$$\require{cancel}$$

# 10.7: Example- Crown Glass

The dependence of the reflectivity on angle of incidence for a typical nondissipative material, Crown glass, is shown in Figure (10.7.13) and in Figure (10.7.14) for a wavelength of 0.5145 microns, see Table(10.3.1). Fig.(10.7.13) shows the variation of the ratio ER/E0 (Equation (10.5.27)) as a function of the angle of incidence for S-polarized light.
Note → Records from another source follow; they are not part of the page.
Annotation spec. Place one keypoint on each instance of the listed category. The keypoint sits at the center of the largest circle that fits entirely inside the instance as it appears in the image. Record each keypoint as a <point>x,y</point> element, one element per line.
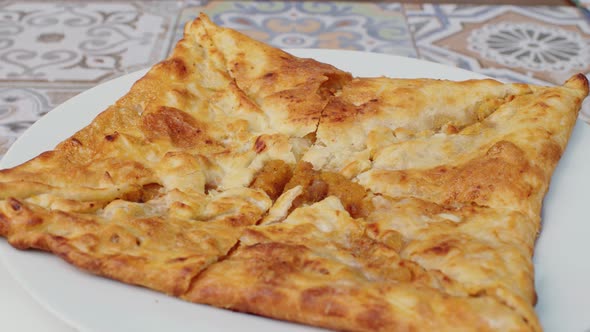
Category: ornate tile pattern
<point>339,25</point>
<point>542,45</point>
<point>79,42</point>
<point>530,44</point>
<point>51,51</point>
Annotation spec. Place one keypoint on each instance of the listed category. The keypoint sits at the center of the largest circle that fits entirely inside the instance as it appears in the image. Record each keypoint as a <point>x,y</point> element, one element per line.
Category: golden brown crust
<point>237,175</point>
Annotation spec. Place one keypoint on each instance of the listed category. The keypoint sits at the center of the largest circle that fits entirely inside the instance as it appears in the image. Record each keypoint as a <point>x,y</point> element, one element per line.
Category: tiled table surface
<point>50,51</point>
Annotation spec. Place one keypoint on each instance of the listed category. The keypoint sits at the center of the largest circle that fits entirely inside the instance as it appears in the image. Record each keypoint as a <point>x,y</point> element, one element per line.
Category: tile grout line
<point>412,38</point>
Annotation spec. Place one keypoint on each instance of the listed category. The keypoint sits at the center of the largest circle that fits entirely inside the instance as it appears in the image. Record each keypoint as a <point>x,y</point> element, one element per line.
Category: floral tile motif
<point>21,107</point>
<point>338,25</point>
<point>528,44</point>
<point>82,42</point>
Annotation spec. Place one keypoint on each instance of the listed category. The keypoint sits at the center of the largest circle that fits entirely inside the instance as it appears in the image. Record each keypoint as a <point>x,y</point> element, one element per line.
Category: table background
<point>51,51</point>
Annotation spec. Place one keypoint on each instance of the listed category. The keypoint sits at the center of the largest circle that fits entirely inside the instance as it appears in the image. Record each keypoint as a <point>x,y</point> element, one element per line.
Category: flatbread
<point>237,175</point>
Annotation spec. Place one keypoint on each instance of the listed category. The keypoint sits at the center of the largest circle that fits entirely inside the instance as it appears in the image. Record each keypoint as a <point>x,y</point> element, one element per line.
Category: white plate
<point>97,304</point>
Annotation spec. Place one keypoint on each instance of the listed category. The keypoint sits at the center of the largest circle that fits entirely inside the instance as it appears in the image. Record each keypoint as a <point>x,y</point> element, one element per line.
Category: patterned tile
<point>530,44</point>
<point>338,25</point>
<point>21,107</point>
<point>81,42</point>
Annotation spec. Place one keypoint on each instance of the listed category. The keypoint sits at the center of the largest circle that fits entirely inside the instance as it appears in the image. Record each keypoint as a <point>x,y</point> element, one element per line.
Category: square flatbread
<point>237,175</point>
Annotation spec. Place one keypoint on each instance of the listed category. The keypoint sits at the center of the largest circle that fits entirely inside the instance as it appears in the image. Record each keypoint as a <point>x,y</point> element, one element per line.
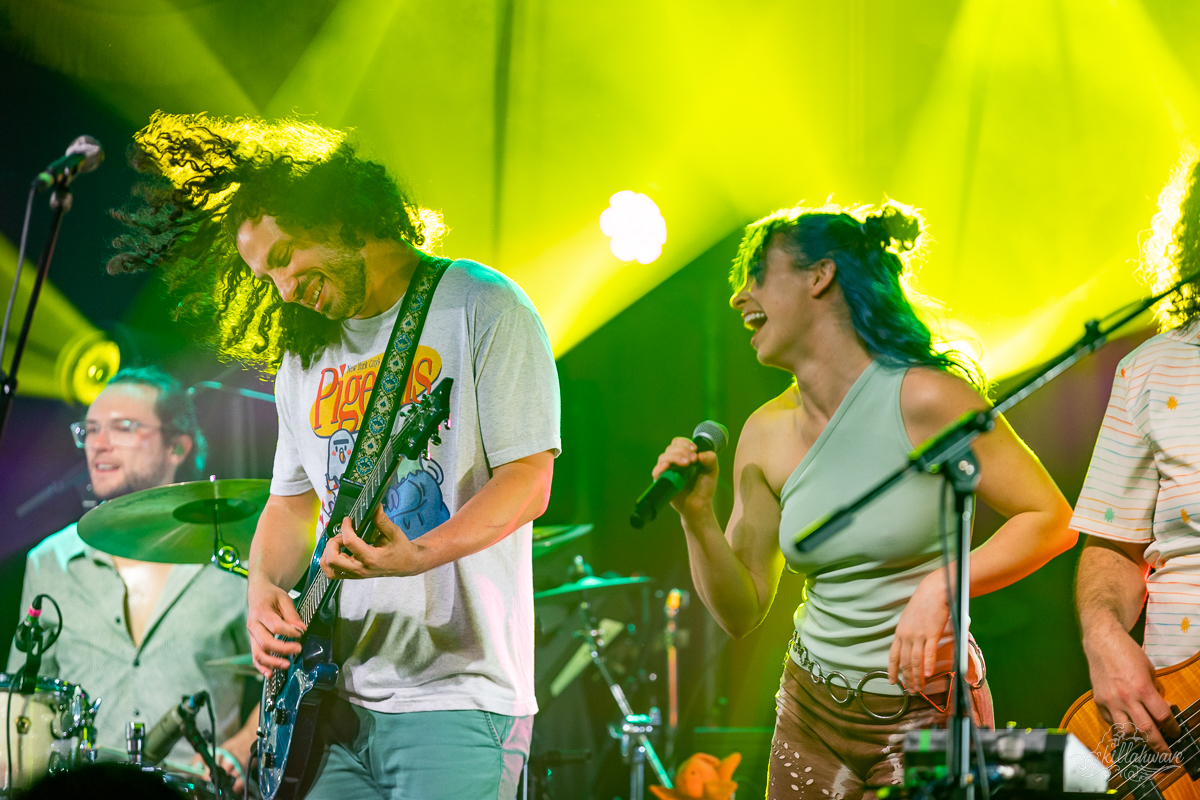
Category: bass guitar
<point>1137,771</point>
<point>292,697</point>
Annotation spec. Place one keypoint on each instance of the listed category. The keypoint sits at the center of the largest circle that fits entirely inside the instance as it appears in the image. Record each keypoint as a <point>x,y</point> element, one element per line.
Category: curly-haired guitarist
<point>294,254</point>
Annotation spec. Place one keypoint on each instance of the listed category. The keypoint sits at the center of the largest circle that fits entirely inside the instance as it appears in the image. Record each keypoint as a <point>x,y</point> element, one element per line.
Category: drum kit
<point>51,723</point>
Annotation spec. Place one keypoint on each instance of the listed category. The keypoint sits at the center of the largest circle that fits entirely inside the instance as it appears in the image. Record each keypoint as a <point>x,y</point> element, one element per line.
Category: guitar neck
<point>321,588</point>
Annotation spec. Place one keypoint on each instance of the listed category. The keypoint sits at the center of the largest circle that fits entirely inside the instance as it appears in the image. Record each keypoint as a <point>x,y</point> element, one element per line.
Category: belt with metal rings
<point>849,693</point>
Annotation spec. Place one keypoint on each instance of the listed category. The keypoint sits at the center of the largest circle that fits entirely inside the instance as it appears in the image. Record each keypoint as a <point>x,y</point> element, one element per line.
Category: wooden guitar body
<point>1137,773</point>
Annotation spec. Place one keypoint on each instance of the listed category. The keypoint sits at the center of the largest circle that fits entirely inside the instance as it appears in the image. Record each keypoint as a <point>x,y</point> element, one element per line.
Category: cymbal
<point>589,583</point>
<point>239,665</point>
<point>547,539</point>
<point>173,524</point>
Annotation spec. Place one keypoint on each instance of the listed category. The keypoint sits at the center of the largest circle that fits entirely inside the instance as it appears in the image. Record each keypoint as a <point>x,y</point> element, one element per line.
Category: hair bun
<point>892,226</point>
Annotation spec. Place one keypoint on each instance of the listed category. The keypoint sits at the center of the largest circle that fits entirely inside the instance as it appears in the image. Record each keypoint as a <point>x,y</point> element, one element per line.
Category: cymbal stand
<point>635,728</point>
<point>225,555</point>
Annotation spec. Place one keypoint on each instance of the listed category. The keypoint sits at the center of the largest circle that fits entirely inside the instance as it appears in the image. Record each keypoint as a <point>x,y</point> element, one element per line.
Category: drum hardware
<point>198,522</point>
<point>635,729</point>
<point>48,729</point>
<point>135,741</point>
<point>676,600</point>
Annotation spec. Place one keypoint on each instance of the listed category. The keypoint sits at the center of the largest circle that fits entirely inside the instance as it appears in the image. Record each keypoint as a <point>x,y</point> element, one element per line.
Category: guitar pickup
<point>315,650</point>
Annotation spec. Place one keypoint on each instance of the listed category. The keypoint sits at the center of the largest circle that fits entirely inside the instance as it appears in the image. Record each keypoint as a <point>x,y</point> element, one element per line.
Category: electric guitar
<point>1137,771</point>
<point>292,697</point>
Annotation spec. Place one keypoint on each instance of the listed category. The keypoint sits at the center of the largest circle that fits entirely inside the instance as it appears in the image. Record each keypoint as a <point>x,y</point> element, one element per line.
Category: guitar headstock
<point>425,420</point>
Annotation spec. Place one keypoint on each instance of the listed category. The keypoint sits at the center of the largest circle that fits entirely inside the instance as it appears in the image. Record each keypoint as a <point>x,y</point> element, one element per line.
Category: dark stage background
<point>676,356</point>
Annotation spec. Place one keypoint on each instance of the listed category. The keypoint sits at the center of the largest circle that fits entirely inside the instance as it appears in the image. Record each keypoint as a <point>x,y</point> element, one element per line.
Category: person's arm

Fig.(10.7.14) shows the variation of the ratio HR/H0 (Equation (10.5.28)) as a function of the angle of incidence for P-polarized light. Notice that the angular dependence of the reflectivity for S-polarized light is qualitatively similar to that of copper. Of course, the reflectivity of Crown glass has only a real part because there are negligible losses in the glass and therefore the reflected electric field is 180◦ out of phase with the incident electric field. The angular variation of the reflection coefficient for P-polarized light is more interesting because the reflectivity goes to zero at approximately 57 , Figure (10.7.14). This angle is called Brewster’s angle. Unpolarized light incident on a lossless dielectric material at Brewster’s angle yields reflected light that is entirely S-polarized, ie. the electric vector in the reflected beam is oriented perpendicular to the plane of incidence. Before the advent of polaroid filters a stack of glass plates with the light incident at Brewster’s angle was used to produce plane polarized light. Brewster’s angle windows are used on each end of the plasma tubes in gas lasers.The light emitted from such a laser is plane polarized because the gain of the system is greater for P-polarized light than it is for S-polarized radiation due to the greater reflection losses at the plasma tube windows for S-polarized light.

It can be shown that at Brewster’s angle the reflected light and the light transmitted into the dielectric medium form an angle of exactly 90 . This is a handy device for remembering how to determine Brewster’s angle. The demonstration that the angle between the reflected beam and the transmitted beam is 90 for light incident on a dielectric medium from vacuum depends upon the two relations

$\text{n} \cos \theta=\cos \phi, \nonumber$

(from Equation (10.5.28)) and

$\sin \theta=n \sin \phi \nonumber$

from Snell’s law. Using the fact that the sum of the squares of the sin and cos functions is identically equal to 1 the above relations can be manipulated to give

$\sin \theta=\frac{n}{\sqrt{n^{2}+1}}=\cos \phi, \nonumber$

and

$\cos \theta=\frac{1}{\sqrt{\text{n}^{2}+1}}=\sin \phi. \nonumber$

It follows from these relations that θ and $$\phi$$ are complementary angles, and that tan θ= n.